There were at least a couple dozen skulls visible in the meadow and Jetta knew it would take a while to unearth the perhaps dozen more hiding under layers of thick green growth. She should get to work. A quick glance skyward showed that they had at least another six hours before dusk would darken the world.

The girl raised an army of demons, the gun clenched at her side almost forgotten, and a numb cold working through her veins. Magic was exhausting and young Jetta had never re-animated so many dead before in her entire life. Usually she was tasked with bringing back a loved one or a victim of murder. Theoretically, the girl knew that her magic was infinite, but that did not mean her body could withstand being a conductor of that power for long.

By the time night fell Jetta was sleeping on her feet, leaning into the demon's warm side. He -- she? -- it? -- had not left the girl for longer than a few seconds throughout the entire ordeal. Its presence was almost comforting.

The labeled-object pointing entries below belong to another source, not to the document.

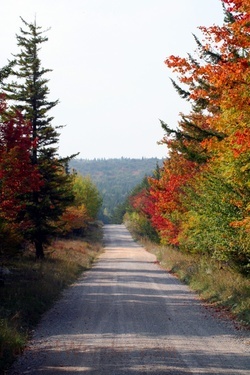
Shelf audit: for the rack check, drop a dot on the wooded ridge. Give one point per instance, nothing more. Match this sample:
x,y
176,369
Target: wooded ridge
x,y
115,178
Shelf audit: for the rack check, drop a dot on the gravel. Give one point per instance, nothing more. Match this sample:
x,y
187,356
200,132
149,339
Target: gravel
x,y
128,316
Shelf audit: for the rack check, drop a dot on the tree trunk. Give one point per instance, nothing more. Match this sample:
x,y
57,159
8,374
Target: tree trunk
x,y
39,249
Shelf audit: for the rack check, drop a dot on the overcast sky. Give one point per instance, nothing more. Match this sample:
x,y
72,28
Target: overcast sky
x,y
107,58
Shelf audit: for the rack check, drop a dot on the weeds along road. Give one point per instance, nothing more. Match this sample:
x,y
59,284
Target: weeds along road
x,y
128,316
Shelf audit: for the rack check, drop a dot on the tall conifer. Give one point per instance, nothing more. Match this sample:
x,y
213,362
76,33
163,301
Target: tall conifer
x,y
28,92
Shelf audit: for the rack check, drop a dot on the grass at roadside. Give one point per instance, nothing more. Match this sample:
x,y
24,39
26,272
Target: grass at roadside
x,y
30,288
222,288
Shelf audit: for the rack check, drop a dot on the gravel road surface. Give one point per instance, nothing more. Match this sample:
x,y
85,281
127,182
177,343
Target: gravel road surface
x,y
127,316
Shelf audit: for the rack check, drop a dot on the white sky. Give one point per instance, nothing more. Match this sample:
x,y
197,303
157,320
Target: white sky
x,y
108,67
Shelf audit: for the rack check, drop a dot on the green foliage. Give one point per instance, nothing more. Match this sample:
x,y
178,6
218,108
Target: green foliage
x,y
32,286
114,179
87,194
28,92
216,282
140,226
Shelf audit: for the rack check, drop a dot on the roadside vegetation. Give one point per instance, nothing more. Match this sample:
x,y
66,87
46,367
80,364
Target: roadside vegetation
x,y
29,287
222,288
195,208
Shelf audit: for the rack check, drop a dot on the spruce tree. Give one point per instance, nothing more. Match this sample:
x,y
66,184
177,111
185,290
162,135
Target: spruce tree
x,y
28,92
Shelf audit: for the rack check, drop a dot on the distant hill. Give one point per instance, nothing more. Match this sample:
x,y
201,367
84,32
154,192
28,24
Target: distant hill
x,y
115,178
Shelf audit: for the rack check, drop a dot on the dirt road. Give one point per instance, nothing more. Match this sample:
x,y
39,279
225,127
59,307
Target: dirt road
x,y
126,317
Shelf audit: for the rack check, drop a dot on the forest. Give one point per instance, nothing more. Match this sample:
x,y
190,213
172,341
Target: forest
x,y
115,180
199,201
39,198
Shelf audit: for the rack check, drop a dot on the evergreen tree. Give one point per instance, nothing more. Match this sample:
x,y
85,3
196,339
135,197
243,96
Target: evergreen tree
x,y
28,92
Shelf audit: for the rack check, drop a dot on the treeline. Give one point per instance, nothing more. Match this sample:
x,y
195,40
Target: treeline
x,y
39,198
115,179
199,200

A deep hum vibrated her body. Jetta's blue eyes snapped open and she found herself cradled carefully in the arms of the demon, a deep sound emanating from its vocal chords in that strange language. It was almost sing-song in nature and it took her a moment to realize that the creature was trying to soothe her with a melody. Music, perhaps an ancient lullaby.

The thought was alien, but if she had learned anything today it was that demons were not the bloodthirsty things of legend. They came in all shapes, sizes and temperaments. As far as Jetta could tell, the demon holding her in its arms was the leader of the army. The others listened to it, answered to it. Leader, she decided in that sleep-hazy moment, was as good a name as any for the large demon.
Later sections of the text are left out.